Potatoes get a bum rap. Like any food that’s fried in oil, french fries and potato chips should be eaten in moderation, but that does not mean that eating potatoes is unhealthy. They are a source of dietary fiber, potassium and vitamin C, among other benefits. They are also an inexpensive vegetable that’s easy to cook and should be a part of a balanced diet.
So we were disappointed the U.S. Department of Agriculture, acting on the advice of a scientific panel, excluded white potatoes from the list of groceries subsidized by the Women, Infants and Children nutrition program. That doesn’t mean, however, that we support the industry’s efforts to lobby furiously to get its product back on the list, or the championing of the cause by members of Maine’s congressional delegation.
Bad nutrition is a source of many of the nation’s most persistent health problems, from diabetes to heart disease, and government programs such as WIC should be used to leverage the best habits to keep people healthy. Food-industry interests already have had outsize influence on American policy, and we are all paying the price.
WIC is a supplemental nutrition program, meaning that it is used to make sure that certain healthy foodstuffs are available to pregnant women and families with young children.
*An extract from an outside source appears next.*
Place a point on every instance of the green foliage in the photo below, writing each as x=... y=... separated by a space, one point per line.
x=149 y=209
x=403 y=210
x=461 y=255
Potatoes — unfortunately, mostly in their fried form — are already a part of the American diet, and they don’t need a nudge from a government program to remind people to eat them.
The potato industry admits that it’s less worried about the business it would lose than the bad publicity it would get from being left off the WIC list of healthy foods. But using the political muscle of the combined forces of the congressional delegations from the potato-producing states is not the right solution.
There is a better way. The rise of obesity coincides with the decline in home cooking. In 1970, the typical American family spent about 26 percent of its food budget eating out. By 2010, that number had grown to 41 percent. This has had a negative impact on Americans’ health.
A recent study funded by the Robert Wood Johnson Foundation found that 96 percent of restaurant entrees exceeded USDA-recommended calorie guidelines. In the last 20 years, the childhood obesity rate has doubled, while the teenage obesity rate has tripled, according to the Centers for Disease Control. These young people will have lifelong health problems created by the eating habits they grew up with.
There is an opportunity for potato growers to promote their product by educating the public about tasty and nutritious ways to prepare it. Money spent lobbying for access to the WIC program could be better used encouraging people to eat potatoes at home in ways and in quantities that promote good health.
Potatoes are not the problem, but letting industry rewrite nutrition problems to avoid bad publicity is bad policy.
The USDA should make its WIC list based on the best scientific advice, and the department should work with growers to educate the public about the real value of potatoes.